Heated conversations over Dallas’ Confederate monuments have been a mainstay of the city’s public discourse for years, and Kingston has long been a supporter of removing the statues. But last weekend’s events in Charlottesville, Va., where violence ensued at a white supremacist rally in support of that city’s Confederate statues, seems to have accelerated the discussion.

“I feel more of a sense of urgency,” Kingston said. “It’s time to have this debate and get it behind us, so that we can move on to the racial healing that I think the mayor quite rightly calls for.”

Rawlings himself addressed the racist violence in Charlottesville, saying that the involvement of a Dallas native, the white supremacist and St. Mark’s alumni Richard Spencer, in the hate rally, “made it extremely difficult for me as mayor of Dallas.” He said the Dallas Police Department would ensure public safety and the peaceful exercise of free speech at a Saturday protest urging the removal of the monuments.

“We will not have street brawls in our city,” he said.

Rawlings’ comments were especially pointed in light of Dallas’ ugly history with racism, which he talked about in his opening statement.
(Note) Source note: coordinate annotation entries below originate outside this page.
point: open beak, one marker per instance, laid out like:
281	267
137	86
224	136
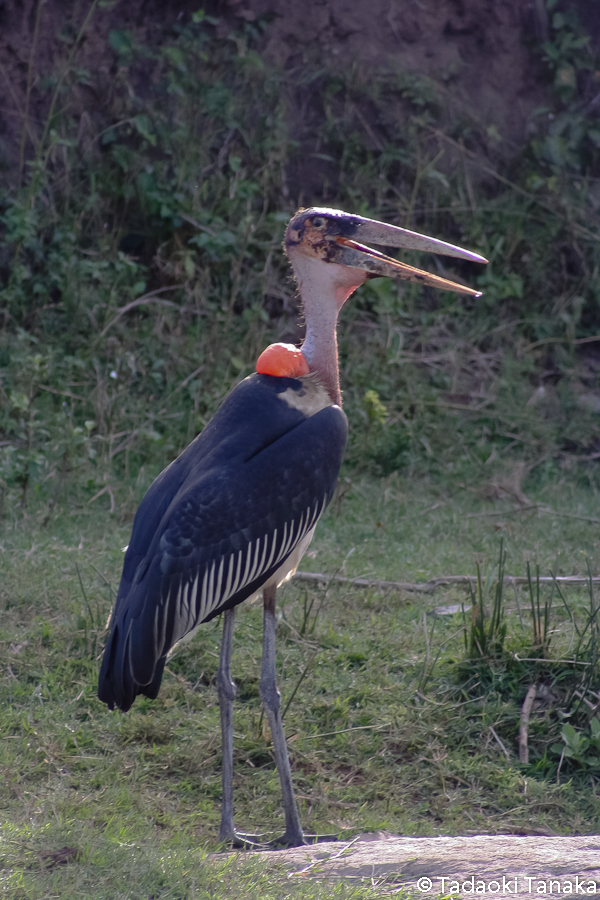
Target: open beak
346	239
359	256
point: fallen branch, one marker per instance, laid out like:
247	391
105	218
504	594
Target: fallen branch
524	724
427	587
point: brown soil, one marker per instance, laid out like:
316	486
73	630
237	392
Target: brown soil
485	52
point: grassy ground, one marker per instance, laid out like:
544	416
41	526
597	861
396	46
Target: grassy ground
383	732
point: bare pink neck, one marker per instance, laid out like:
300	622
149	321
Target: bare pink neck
324	288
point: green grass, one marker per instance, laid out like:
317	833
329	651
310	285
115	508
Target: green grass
382	735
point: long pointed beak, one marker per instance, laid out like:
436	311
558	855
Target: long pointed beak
371	231
359	256
338	237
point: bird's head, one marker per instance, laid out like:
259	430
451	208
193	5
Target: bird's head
331	259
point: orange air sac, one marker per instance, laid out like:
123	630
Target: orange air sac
283	361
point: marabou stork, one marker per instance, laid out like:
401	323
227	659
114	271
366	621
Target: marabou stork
232	516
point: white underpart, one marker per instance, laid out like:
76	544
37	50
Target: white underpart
257	560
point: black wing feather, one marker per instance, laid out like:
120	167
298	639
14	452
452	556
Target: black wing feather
259	472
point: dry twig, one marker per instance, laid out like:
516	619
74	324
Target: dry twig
524	724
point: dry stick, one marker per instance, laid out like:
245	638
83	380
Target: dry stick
427	587
65	71
500	744
524	723
25	130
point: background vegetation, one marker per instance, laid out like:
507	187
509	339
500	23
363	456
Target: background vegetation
142	273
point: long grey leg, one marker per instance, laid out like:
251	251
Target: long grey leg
271	699
227	692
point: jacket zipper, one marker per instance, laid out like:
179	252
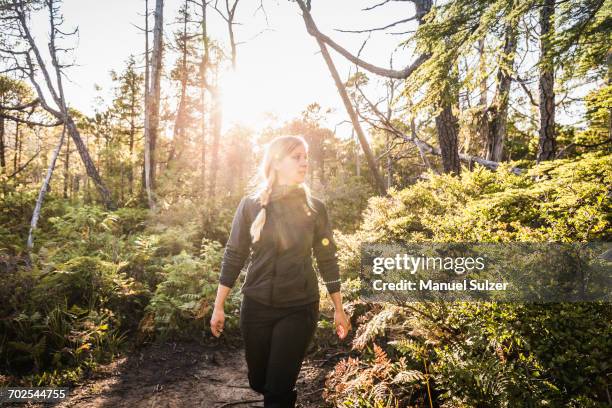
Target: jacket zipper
274	227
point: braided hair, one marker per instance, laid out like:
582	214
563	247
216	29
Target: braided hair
264	180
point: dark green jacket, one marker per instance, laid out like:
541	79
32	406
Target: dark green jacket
280	271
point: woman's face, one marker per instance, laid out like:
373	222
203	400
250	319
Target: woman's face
293	167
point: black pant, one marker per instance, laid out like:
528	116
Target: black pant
276	340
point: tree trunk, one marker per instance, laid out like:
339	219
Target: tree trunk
179	122
67	169
448	129
43	191
498	113
547	143
154	101
216	137
373	165
2	145
203	73
92	172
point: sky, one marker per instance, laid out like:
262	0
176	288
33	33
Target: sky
279	67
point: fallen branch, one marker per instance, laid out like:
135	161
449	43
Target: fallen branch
229	404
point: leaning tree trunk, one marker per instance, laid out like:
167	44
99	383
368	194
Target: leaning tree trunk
448	129
43	191
67	169
372	164
547	142
216	139
2	145
498	112
154	102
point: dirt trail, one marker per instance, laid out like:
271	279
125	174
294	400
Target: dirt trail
185	375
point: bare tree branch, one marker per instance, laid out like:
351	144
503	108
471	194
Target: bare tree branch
369	30
390	73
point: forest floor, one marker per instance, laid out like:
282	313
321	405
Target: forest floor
189	374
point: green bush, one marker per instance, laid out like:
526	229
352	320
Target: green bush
182	303
484	354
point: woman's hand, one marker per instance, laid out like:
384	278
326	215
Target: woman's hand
342	323
217	321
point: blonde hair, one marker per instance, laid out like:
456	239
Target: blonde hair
265	178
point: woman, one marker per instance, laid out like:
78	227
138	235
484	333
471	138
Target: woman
280	225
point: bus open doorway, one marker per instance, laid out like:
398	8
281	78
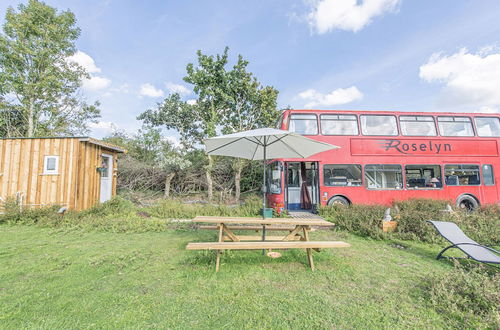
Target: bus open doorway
302	186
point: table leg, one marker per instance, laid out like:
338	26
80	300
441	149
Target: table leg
218	252
309	251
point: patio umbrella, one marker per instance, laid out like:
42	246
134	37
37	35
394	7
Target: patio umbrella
263	144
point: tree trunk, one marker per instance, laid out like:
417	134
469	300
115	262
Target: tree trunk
237	180
31	120
169	178
208	173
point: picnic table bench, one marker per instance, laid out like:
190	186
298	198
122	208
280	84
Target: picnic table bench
297	237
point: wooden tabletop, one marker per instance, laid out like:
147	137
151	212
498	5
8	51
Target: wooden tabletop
260	221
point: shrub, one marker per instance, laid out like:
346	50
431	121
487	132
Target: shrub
468	297
363	220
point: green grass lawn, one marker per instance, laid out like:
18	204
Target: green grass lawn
73	279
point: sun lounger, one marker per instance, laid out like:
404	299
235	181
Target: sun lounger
459	240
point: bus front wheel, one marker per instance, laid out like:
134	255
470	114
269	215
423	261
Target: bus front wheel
338	200
467	202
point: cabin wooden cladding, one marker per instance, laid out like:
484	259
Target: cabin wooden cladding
77	181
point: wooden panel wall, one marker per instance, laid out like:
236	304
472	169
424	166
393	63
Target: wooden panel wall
77	184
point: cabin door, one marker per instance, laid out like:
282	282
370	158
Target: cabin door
106	178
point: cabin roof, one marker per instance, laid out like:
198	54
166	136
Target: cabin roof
88	139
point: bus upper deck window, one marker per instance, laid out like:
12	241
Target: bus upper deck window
417	126
379	125
462	175
488	126
339	125
303	124
455	126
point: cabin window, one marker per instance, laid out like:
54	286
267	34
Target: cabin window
488	126
378	125
417	126
383	177
274	178
339	125
488	177
423	176
303	124
455	126
51	165
342	175
462	175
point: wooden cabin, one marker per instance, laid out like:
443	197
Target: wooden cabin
76	172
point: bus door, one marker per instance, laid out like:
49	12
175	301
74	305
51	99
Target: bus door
302	185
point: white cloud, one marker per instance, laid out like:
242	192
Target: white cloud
470	80
85	61
176	88
150	91
348	15
96	83
173	141
336	97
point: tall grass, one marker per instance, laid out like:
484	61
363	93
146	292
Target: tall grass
121	215
468	296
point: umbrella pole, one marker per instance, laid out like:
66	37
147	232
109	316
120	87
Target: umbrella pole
264	191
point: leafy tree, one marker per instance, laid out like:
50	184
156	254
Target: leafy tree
231	100
248	105
38	85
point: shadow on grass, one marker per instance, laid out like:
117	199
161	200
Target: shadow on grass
252	258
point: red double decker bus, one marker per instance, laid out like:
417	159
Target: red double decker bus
386	156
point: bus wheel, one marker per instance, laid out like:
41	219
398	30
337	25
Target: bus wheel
338	200
467	202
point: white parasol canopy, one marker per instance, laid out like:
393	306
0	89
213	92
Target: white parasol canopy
265	143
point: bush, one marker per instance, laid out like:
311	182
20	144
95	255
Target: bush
481	225
469	298
358	219
172	208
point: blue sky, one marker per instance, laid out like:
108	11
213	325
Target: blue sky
329	54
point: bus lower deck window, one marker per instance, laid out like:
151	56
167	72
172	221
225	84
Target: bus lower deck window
462	175
342	175
488	177
423	176
383	176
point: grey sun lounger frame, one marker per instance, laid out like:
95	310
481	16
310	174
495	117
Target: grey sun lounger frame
451	232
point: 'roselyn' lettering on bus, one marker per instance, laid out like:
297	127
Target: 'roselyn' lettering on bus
408	148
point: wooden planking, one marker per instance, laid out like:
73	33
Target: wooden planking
259	238
77	184
256	228
270	221
265	245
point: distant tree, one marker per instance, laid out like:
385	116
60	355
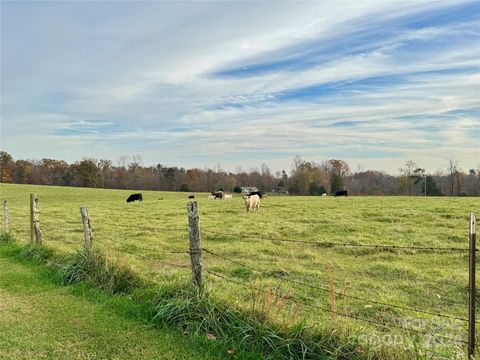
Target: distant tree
452	170
419	178
406	179
185	188
432	188
22	171
301	177
7	167
338	170
88	173
316	189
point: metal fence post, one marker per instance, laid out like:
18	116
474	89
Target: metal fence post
32	236
194	237
35	213
471	286
87	231
5	214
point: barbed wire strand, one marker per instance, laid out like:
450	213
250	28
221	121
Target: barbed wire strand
330	243
161	251
376	322
151	259
324	289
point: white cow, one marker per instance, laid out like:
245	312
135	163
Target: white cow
252	203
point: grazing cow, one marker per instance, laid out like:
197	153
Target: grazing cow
252	203
259	193
134	197
217	194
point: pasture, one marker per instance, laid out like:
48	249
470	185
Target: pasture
262	262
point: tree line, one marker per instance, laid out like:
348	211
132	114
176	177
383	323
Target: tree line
304	178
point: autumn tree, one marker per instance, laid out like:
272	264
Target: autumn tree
406	181
7	167
338	170
88	173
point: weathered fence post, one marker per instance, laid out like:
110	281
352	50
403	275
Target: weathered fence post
195	249
36	233
32	235
471	286
87	231
5	214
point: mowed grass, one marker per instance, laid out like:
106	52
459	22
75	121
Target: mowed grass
39	318
140	235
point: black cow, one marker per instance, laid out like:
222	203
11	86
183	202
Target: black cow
134	197
259	193
341	193
217	194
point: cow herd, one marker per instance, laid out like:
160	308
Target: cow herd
252	200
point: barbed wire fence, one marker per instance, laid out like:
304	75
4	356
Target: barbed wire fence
41	232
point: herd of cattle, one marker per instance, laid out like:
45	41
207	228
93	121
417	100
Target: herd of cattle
252	200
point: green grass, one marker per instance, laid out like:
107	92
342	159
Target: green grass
40	318
431	281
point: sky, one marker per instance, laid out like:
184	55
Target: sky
238	84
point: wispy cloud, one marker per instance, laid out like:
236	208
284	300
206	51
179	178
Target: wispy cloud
198	84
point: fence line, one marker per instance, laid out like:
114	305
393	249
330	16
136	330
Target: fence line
196	266
151	259
324	289
325	309
331	244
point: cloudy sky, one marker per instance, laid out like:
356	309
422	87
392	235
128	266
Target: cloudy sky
198	84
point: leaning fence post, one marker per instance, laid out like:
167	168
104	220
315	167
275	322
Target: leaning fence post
87	231
5	214
471	292
194	237
32	235
36	220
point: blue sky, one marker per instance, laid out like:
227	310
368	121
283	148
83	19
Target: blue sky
239	84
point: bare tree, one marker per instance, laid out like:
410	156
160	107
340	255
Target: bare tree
452	173
406	181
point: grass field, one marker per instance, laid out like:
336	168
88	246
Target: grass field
42	319
139	235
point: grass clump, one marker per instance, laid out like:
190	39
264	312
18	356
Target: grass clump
36	252
197	312
97	271
6	238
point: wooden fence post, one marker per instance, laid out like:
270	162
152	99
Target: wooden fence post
195	249
35	212
32	235
87	231
471	286
5	214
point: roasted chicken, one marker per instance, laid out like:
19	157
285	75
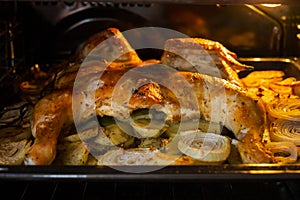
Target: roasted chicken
117	90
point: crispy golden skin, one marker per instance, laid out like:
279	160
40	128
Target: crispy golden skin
216	99
203	56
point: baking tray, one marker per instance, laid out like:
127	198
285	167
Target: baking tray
291	67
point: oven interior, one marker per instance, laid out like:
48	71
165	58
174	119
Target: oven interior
41	34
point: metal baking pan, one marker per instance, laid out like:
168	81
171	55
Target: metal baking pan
291	67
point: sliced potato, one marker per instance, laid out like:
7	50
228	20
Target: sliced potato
71	153
12	134
13	153
202	125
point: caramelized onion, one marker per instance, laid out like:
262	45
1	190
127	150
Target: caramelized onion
284	152
133	157
285	130
206	147
288	109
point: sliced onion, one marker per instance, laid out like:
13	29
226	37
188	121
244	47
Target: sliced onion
133	157
283	148
206	147
285	109
285	130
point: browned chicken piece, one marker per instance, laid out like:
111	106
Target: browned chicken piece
106	46
203	56
180	95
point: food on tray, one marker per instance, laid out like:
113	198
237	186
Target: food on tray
282	106
203	56
13	153
149	114
205	147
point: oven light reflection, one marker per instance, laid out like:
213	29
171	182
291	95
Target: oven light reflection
271	5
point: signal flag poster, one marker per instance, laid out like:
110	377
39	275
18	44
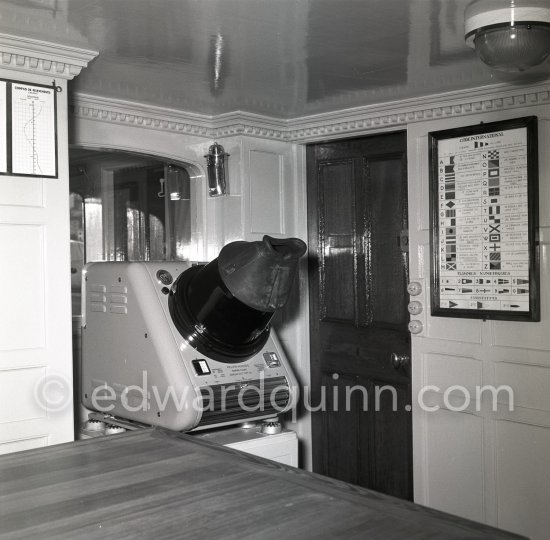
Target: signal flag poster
484	221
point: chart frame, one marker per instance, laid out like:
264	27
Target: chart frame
530	137
8	128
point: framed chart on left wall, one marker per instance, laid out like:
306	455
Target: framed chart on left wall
28	120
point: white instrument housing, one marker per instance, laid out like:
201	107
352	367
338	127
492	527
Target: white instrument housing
136	365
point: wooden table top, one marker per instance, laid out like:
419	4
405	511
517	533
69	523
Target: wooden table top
155	484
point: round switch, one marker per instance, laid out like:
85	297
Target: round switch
414	288
164	277
415	308
415	327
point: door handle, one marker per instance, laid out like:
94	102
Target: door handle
400	360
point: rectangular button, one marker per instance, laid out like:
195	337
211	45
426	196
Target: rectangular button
121	289
201	367
96	287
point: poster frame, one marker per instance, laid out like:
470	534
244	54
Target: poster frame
8	131
529	123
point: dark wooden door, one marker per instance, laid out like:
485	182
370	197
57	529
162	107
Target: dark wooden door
357	208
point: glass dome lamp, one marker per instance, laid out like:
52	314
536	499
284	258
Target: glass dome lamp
509	35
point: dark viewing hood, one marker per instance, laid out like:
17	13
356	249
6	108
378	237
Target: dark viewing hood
224	308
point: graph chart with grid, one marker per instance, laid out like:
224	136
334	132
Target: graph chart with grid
33	130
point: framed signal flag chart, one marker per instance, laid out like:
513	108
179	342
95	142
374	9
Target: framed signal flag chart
484	221
28	129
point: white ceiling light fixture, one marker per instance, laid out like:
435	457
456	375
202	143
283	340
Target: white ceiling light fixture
509	35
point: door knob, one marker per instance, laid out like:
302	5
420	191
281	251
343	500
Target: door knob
399	360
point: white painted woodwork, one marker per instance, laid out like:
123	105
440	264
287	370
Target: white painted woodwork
480	464
35	319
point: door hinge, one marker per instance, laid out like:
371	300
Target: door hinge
403	240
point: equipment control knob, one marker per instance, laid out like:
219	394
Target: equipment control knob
399	360
270	427
414	288
415	327
415	308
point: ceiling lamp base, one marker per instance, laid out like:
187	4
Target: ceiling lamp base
513	38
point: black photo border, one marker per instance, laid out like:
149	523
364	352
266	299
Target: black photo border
530	123
8	128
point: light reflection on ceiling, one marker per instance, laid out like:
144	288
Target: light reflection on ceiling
281	58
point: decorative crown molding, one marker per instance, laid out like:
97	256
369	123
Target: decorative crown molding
36	56
343	123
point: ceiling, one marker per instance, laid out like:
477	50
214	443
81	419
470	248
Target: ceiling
281	58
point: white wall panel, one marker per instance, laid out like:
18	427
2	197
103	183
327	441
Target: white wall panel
455	458
441	369
22	318
22	192
523	478
530	384
266	192
17	401
23	444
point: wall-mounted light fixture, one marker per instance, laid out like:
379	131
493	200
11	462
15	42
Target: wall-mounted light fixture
509	35
178	184
217	170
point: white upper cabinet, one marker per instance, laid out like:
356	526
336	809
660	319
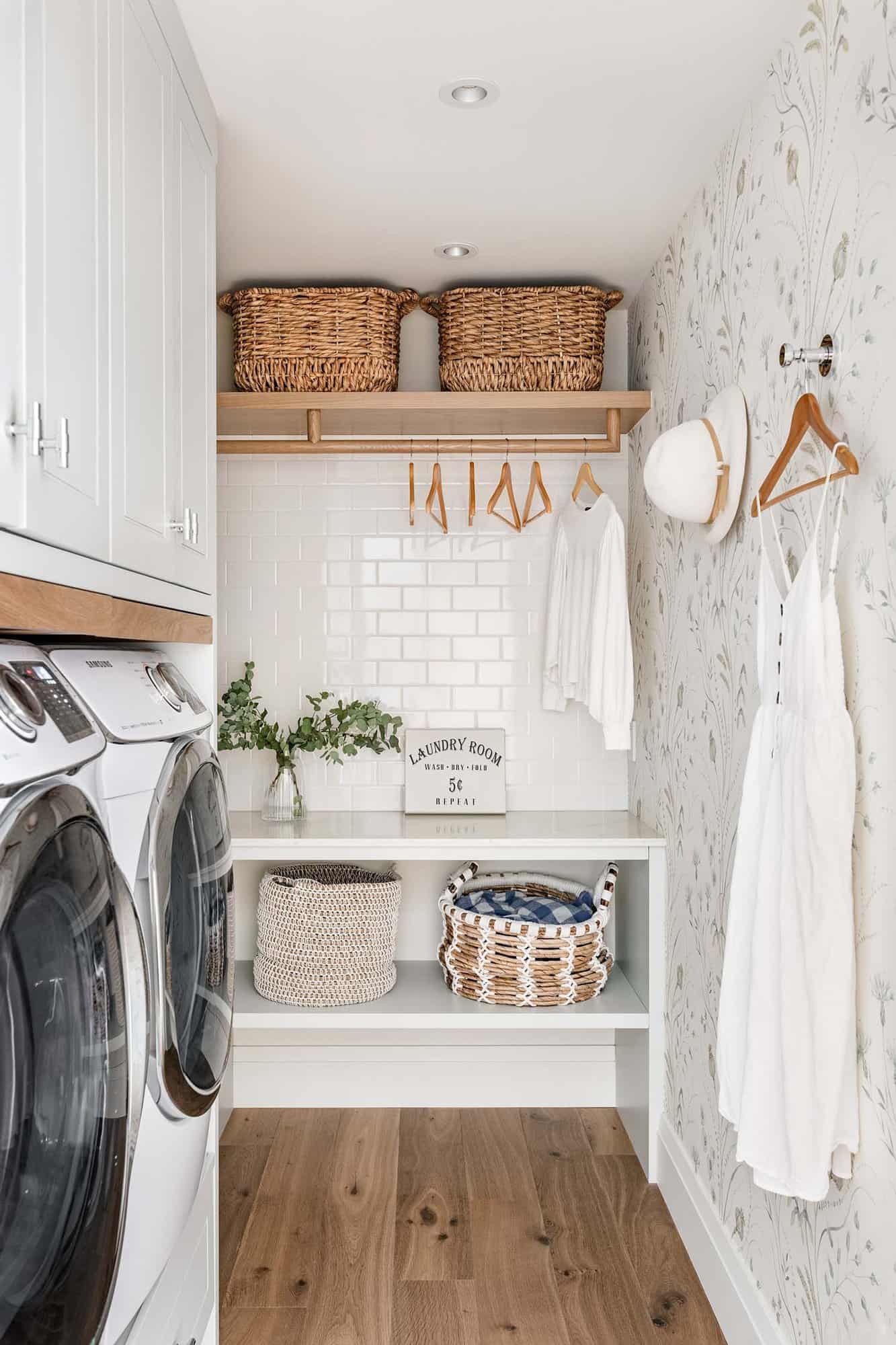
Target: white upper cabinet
13	406
142	294
65	248
111	280
196	310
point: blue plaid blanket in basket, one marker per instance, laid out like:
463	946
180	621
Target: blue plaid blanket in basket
522	903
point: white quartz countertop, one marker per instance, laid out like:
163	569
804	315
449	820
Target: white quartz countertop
517	836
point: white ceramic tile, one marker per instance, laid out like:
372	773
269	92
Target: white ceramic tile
475	697
403	623
327	586
403	675
377	548
377	648
477	648
452	623
427	599
403	572
427	648
352	572
477	601
452	675
452	572
427	697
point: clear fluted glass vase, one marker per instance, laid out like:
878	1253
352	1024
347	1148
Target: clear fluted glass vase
284	801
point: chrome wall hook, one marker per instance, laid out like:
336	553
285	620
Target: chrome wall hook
821	356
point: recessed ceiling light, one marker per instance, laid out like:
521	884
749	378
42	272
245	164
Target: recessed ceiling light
469	93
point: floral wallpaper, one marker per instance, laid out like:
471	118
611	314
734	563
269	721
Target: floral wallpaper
792	236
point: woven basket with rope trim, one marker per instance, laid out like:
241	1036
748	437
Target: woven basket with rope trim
528	338
338	340
517	962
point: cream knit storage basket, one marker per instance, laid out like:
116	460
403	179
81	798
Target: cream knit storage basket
516	962
326	934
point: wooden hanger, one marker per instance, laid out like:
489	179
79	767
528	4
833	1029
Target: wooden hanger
505	484
536	484
806	418
585	478
436	494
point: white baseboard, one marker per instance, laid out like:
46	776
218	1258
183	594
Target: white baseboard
740	1309
412	1077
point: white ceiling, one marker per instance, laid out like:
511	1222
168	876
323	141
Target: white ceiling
339	163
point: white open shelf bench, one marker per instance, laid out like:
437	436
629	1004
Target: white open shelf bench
421	1046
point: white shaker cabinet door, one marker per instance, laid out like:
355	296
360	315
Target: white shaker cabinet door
13	401
143	458
196	310
65	295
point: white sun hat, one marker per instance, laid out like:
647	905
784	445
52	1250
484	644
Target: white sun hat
696	471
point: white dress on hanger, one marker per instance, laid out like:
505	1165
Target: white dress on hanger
786	1059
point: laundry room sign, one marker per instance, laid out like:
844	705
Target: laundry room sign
458	771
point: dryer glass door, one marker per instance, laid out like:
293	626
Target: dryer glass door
192	880
73	1038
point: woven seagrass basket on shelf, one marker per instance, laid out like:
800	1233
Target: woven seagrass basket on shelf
548	338
338	340
326	934
520	962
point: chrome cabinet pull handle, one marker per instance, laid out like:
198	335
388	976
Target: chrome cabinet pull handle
30	428
37	443
60	445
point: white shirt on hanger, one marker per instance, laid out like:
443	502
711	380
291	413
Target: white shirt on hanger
588	638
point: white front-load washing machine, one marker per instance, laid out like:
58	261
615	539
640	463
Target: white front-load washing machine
165	798
73	1017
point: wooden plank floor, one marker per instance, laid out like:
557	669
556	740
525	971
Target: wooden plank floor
475	1227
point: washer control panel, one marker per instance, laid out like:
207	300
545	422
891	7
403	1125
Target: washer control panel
50	697
138	695
44	727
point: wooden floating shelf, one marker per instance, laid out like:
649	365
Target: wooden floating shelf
516	837
345	423
421	1001
36	607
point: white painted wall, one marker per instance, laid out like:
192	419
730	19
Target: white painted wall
325	584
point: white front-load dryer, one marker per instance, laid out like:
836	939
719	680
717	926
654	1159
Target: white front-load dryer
73	1017
165	798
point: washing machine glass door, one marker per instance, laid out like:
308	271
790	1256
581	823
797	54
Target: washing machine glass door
192	896
73	1058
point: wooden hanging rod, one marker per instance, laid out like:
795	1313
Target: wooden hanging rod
544	447
315	445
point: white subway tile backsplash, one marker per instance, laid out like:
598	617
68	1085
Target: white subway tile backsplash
404	675
376	548
452	675
477	697
403	572
477	648
478	601
427	648
428	599
275	498
403	623
327	586
451	572
451	623
376	599
425	699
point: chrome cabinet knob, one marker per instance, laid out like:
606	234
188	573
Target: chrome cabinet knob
33	428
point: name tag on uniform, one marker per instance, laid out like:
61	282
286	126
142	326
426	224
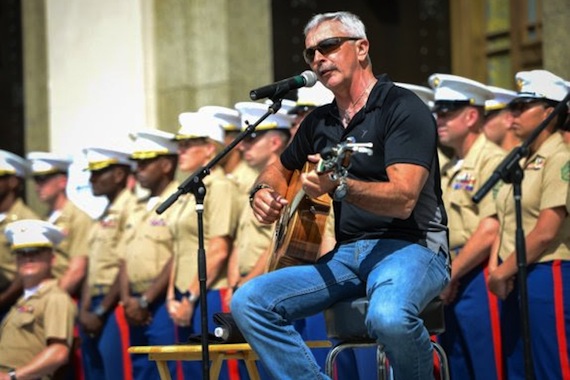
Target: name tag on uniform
536	164
465	181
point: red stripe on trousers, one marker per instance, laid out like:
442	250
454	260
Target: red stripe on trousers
233	369
125	339
559	316
495	328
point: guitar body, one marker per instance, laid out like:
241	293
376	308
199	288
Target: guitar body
299	231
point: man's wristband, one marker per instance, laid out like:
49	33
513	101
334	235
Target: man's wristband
253	191
100	311
192	298
143	302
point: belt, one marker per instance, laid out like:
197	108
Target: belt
140	287
99	290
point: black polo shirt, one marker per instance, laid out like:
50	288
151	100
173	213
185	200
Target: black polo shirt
402	130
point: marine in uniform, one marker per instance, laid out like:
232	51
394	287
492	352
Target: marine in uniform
498	119
236	169
49	171
146	248
199	138
104	340
260	148
234	166
471	315
546	224
13	171
426	94
37	333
“We know about this bigotry and hate all too well in Dallas, a place that for so long was a bastion of the Ku Klux Klan and was dubbed the City of Hate. A place that 13 months ago a madman came here to kill certain cops just because they were white,” Rawlings said. “As we try to grow as a city, we can never ignore the fact that race and our racial injustices of the past continue to haunt us, and the institutional racism we see economically every day keeps us from the goal that we have as a city. One symbol of those injustices are public art and statues in some parts of our city.”